Moving my body is hard work. My limbs ache, my eyelids are heavy, my throat is dry.

Even watching repeats of Criminal Minds can’t distract me from the gnawing in my chest. It’s been over a week since Noah was standing in this room, soaked from yet another summer storm after what was meant to be a wonderful, celebratory night.

It went from hope and excitement to utter devastation.

The photography exhibit itself was great.

I worked the room and spoke to people I knew and many I didn’t.

I exchanged my own business cards for the first time and discussed photography with other enthusiasts.

It was better than I could’ve imagined, displaying work I was proud of in front of my friends and strangers.

A couple of days ago, someone made an insane offer for some of the digital pieces, and wants to contract me for their new website.

It almost pulled me out of my slump. All I wanted to do was call Noah with the great news, and it hit me all over again.
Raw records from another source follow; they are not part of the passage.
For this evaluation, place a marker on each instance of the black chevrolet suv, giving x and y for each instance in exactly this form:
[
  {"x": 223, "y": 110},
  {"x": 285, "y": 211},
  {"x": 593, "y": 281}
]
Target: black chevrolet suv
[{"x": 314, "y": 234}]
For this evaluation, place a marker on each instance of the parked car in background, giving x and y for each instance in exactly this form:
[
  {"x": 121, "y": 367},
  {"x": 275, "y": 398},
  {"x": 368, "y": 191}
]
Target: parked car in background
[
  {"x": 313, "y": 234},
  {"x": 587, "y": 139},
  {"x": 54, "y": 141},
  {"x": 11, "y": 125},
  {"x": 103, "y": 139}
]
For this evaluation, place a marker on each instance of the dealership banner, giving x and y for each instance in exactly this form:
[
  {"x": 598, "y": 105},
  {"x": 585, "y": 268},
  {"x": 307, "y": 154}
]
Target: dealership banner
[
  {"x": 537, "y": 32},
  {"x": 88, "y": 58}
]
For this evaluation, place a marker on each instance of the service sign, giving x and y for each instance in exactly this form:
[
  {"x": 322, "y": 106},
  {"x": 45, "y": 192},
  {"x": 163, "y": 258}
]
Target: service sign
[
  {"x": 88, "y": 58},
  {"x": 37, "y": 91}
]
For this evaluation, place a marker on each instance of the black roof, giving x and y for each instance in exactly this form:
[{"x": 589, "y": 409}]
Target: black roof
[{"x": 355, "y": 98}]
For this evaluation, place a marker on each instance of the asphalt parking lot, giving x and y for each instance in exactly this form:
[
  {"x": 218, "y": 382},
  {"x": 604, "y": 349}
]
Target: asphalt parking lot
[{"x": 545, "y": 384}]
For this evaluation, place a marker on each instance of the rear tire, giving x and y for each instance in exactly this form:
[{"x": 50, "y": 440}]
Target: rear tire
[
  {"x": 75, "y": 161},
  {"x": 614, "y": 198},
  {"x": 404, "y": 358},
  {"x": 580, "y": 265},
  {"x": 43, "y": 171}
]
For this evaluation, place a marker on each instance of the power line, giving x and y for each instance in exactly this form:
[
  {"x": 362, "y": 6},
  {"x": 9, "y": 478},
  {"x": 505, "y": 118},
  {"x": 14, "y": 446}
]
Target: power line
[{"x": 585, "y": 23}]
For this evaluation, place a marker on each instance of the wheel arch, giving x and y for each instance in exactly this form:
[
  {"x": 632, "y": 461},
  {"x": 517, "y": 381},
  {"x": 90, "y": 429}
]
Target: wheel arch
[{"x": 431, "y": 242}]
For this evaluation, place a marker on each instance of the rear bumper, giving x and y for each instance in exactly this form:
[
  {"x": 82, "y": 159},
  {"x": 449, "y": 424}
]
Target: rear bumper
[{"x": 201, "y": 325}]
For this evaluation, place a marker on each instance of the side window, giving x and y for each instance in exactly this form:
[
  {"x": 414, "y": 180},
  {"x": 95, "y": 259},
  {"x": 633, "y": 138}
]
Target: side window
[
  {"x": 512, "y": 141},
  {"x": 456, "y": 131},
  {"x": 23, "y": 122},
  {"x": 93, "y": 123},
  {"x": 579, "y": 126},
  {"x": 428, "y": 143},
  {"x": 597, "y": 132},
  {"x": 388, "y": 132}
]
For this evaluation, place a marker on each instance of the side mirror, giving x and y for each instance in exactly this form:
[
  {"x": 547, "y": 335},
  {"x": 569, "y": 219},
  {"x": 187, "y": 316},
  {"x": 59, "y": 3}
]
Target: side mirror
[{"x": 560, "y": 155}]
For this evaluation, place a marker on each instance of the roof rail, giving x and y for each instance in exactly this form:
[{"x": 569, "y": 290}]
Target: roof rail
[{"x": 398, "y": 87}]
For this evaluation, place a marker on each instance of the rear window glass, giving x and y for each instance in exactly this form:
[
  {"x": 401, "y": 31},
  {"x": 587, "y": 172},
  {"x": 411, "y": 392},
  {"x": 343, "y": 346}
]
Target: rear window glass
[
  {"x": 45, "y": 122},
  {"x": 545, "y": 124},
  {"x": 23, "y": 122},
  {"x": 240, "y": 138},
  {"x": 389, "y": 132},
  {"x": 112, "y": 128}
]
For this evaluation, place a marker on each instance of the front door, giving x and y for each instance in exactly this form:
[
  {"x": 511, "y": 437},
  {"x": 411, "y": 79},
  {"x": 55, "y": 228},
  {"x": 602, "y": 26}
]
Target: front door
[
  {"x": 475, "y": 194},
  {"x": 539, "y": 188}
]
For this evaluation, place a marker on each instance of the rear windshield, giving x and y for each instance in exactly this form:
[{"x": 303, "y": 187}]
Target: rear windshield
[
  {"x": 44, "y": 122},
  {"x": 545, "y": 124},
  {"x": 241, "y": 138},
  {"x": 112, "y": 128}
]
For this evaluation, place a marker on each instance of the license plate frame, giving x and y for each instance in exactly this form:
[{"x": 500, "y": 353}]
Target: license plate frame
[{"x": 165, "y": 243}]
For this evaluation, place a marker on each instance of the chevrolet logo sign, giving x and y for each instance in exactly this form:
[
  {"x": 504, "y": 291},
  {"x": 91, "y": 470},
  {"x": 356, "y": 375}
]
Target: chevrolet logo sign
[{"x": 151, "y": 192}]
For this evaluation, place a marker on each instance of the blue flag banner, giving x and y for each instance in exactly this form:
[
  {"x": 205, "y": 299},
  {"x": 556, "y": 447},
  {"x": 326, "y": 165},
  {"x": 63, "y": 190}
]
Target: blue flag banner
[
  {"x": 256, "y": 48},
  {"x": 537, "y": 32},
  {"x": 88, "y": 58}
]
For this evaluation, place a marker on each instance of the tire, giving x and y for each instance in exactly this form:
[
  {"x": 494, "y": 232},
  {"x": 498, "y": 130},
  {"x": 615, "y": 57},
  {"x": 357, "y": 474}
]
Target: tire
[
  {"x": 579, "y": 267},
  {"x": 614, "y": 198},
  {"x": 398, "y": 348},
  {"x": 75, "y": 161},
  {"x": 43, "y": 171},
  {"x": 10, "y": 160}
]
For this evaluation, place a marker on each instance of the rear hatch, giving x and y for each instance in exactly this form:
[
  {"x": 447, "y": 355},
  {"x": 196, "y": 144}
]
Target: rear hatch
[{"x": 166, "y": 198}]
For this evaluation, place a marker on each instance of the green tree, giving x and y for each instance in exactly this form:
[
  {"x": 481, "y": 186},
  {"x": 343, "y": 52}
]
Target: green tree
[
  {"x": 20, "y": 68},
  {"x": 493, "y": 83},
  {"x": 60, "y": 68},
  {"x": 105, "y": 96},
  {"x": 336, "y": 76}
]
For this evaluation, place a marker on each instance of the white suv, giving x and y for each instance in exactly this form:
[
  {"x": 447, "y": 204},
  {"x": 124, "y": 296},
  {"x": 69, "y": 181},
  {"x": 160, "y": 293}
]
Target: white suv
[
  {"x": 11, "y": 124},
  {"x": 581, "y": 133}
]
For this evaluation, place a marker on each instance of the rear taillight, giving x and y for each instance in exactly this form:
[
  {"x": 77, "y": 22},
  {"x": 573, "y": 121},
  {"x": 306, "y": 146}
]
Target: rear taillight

I disabled comments on my social media straight after I posted the break-up post. I wanted the whole mess to disappear.

Heaps of people messaged me privately, but I haven’t opened a single one of them.

I can’t handle any of this right now. Especially saying goodbye to Noah.

Even if he hadn’t made some mistakes, I know I had to let him go.

He needs to focus on his career, and I don’t want to get my heart broken .

. . although it might be too late for that.

When there’s a knock at the front door, I groan and instruct Winston to sit still.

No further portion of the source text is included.